Durant toute la période que la révolution sociale a pour objet de clore, l’anarchie a régné dans le monde économique, la centralisation a fait défaut aux transactions, l’usage du numéraire a prévalu, l’échange et le travail sont devenus les esclaves du monopole. Dans ces conditions sorties du sein de la liberté, liberté peu éclairée, nous l’accordons, mais enfin liberté infaillible, l’intérêt du prêt était-il licite ? Si l’on répond non d’une manière absolue, il ne faut point hésiter : ce n’est plus à la liberté qu’il faut demander la réalisation du crédit mutuel ; il doit être, à l’instant même, par décret de l’État, rendu obligatoire, et une pénalité doit être prononcée contre quiconque se rend coupable d’usure.

Or, une pareille obligation est impossible. Nous croyons trop à l’intelligence de nos lecteurs pour qu’il soit nécessaire d’en déduire ici les raisons. Disons seulement qu’à un fait résultant de la liberté, on ne peut qu’opposer un autre fait résultant également de la liberté. En matière de travail et de transactions, moins encore qu’en toute antre chose, l’homme est disposé à se soumettre à l’autorité et à la contrainte.

Quoi qu’on dise et quoi qu’on fasse, il y a donc dans la pratique de l’intérêt un mouvement historique dont il faut absolument tenir compte.

M. Proudhon a cherché à faire comprendre ce mouvement dès le commencement du débat. Il a eu, nous avons tout lieu de le croire, le malheur de n’être pas compris un seul instant de son honorable adversaire. Durant toute la discussion, M. Bastiat en est resté à l’argumentation de M. Chevé, contre lequel, économiquement, il avait beau jeu, au point de vue des faits et de l’usage ordinaire des choses. Mais tous les raisonnements de M. Proudhon sont devenus pour lui le livre au sept sceaux.

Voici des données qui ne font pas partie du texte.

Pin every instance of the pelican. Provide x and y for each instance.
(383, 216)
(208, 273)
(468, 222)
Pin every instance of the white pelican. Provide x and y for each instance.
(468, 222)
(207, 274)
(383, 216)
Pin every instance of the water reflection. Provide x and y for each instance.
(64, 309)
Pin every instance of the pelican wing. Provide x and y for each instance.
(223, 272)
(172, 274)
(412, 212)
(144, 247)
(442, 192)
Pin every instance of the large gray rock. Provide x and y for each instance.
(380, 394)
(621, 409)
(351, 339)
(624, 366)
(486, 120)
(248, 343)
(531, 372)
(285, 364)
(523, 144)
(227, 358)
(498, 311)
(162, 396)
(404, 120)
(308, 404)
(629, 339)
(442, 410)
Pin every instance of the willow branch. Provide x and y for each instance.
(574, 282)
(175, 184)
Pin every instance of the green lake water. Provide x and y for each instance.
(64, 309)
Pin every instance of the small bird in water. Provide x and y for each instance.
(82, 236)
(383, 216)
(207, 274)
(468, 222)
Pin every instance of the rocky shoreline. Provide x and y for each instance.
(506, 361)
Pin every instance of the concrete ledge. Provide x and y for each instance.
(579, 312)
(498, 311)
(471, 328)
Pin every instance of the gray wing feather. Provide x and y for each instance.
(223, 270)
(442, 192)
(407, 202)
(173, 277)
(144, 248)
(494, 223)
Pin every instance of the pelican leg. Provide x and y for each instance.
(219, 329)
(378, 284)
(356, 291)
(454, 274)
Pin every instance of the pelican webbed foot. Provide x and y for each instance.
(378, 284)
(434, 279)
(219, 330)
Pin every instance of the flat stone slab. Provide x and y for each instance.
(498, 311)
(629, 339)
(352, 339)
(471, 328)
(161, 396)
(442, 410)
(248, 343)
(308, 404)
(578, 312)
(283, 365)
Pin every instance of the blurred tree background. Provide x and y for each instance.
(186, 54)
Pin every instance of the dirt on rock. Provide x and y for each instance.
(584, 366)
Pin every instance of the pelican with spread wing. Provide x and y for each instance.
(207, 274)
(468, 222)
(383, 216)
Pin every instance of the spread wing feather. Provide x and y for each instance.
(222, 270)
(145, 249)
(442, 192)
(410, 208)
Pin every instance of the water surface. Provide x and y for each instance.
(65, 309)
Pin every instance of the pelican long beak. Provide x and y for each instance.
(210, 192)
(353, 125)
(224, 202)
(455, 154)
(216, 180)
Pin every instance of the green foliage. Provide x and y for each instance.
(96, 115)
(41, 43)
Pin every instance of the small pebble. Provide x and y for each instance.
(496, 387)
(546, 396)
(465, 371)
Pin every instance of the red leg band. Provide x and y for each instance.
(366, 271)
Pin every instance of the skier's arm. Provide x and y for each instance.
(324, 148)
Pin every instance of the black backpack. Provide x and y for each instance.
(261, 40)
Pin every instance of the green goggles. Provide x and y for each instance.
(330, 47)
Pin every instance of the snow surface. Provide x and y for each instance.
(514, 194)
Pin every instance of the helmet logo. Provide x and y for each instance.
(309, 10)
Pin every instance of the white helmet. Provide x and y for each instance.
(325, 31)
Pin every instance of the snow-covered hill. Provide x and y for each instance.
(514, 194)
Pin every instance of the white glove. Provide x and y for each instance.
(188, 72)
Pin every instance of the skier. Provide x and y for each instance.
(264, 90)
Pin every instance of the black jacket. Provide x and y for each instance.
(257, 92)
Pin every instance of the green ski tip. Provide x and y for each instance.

C’est qu’il fait bon batailler contre l’absolu au moyen de l’absolu. Sur ce terrain métaphysique, le pied ne glisse jamais, et les coups qu’on se porte ne font jamais grand mal ; au pis aller, si l’on est transpercé par son ennemi on a le plaisir de le transpercer à son tour. Mais personne n’en meurt. C’est un combat à armes courtoises.

Mais il n’en est plus de même quand on descend de ces hauteurs sereines et qu’on se trouve sur le terrain ardu des faits. Là, il ne s’agit point d’opposer syllogisme à syllogisme, et de rompre adroitement les deux cornes d’un dilemme. Il faut avoir plus que de la raison, il faut posséder véritablement la science. D’un fait, si on ne connaît ni la philosophie ni la série, il est impossible de tirer autre chose qu’une description ou une observation, jamais on n’aboutit à ce qui écrase un adversaire, à une généralisation.

M. Chevé a du moins cet immense mérite de posséder non-seulement un principe vrai, mais d’en avoir sondé toute la profondeur. Il ne lui manque plus que de sortir de l’absolu théologique, d’approcher un peu plus le fait humain et d’étudier l’histoire. Cela lui fera découvrir dans l’intérêt une portée, une signification qui lui a échappé. Il complétera alors facilement ce que nous n’hésitons pas à appeler sa découverte.

Nous regrettons de ne pouvoir en dire autant de M Bastiat. M. Bastiat, lui, trouve d’excellentes raisons pour justifier l’humanité, pour démontrer son excusabilité en matière d’usure. Parti de l’économie politique, l’auteur des Sophismes aboutit à la morale et au droit. C’est à ce point de vue, c’est devant le for intérieur qu’il a prétendu légitimer la pratique de l’intérêt. Sa polémique contre M. Proudhon n’a plus été dès lors qu’une longue et perpétuelle pétition de principe.

Nous ne serons pas aussi sévère que le contradicteur de M. Bastiat ; nous ne dirons point que M. Bastiat n’a pas compris M. Proudhon ; nous dirons que M. Bastiat est incurable.

A. D.

  1. Un volume in-18, chez Garnier frères.